My Caitlin is pregnant and due 2/15/14. She was recently told that her chances for having a baby with Down Syndrome are very high. She is scheduled for an amniocentesis next week. It was difficult news to take, especially for a 21 year old woman with a 3 year old. She will be 22 when the baby comes and little D will be almost 4. I'm so proud of her though. She is doing so well and has rededicated her life to Christ. I can't even type that without crying. I feel that no matter the outcome with this baby that He is using this to continue bringing her closer to Him. I'm just so proud of her. She has come so far and it has been a very difficult road, especially for her.

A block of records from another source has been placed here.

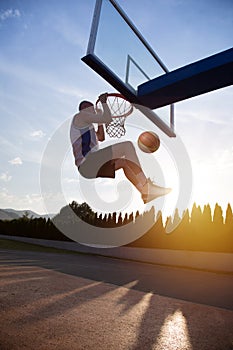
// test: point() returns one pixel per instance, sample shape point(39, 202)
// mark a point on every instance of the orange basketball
point(148, 142)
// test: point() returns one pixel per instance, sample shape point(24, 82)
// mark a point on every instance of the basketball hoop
point(120, 109)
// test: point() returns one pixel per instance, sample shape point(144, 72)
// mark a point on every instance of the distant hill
point(5, 215)
point(10, 214)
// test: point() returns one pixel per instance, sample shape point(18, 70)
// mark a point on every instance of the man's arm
point(103, 118)
point(100, 133)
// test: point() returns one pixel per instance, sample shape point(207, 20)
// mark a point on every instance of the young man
point(93, 162)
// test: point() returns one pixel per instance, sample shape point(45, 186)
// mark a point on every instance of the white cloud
point(9, 13)
point(5, 177)
point(16, 161)
point(37, 134)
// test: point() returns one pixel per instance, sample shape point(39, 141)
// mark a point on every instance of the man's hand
point(103, 97)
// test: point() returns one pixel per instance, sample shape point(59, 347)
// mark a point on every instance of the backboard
point(118, 52)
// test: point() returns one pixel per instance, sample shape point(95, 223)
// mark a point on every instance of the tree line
point(197, 230)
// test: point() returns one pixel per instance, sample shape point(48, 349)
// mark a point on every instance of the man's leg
point(127, 160)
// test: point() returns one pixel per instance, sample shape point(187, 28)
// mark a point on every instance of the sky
point(42, 80)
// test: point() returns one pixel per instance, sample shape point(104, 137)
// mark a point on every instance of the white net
point(120, 108)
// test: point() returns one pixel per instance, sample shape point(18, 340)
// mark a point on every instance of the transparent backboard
point(119, 53)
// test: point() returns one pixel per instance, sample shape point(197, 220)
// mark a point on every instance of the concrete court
point(58, 301)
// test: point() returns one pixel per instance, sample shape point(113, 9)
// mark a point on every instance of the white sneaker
point(151, 191)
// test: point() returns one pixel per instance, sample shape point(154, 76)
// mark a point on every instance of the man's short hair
point(84, 105)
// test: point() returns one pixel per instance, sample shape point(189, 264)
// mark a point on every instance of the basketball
point(148, 142)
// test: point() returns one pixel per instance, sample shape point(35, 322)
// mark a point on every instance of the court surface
point(65, 301)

So, here I am, 4 hours after starting this post. I keep getting distracted. I come back and erase what I had written. Re-write it. The changes that have happened over the last 2 years are amazing. I still miss my mom. I still cry sometimes. Every day I am amazed that I have been able to move on because there was a time when I didn't think it would be possible. I still talk to her every day. Her urn is very present in our home. A huge picture of her hangs in the living room. My step-mom is so much like her. They got along so well. Sometimes, when I'm talking to my step-mom I can hear my mom's voice. I think I miss that the most. That and being able to hug her. She didn't do that often but when she did they were wonderful hugs. I only hope and pray that my children and grandchildren can love me as much as we all love her. My children make me want to be a better mother. My husband makes me want to be a better wife and all of them make me want to be a better woman. I only pray I don't ever let them down.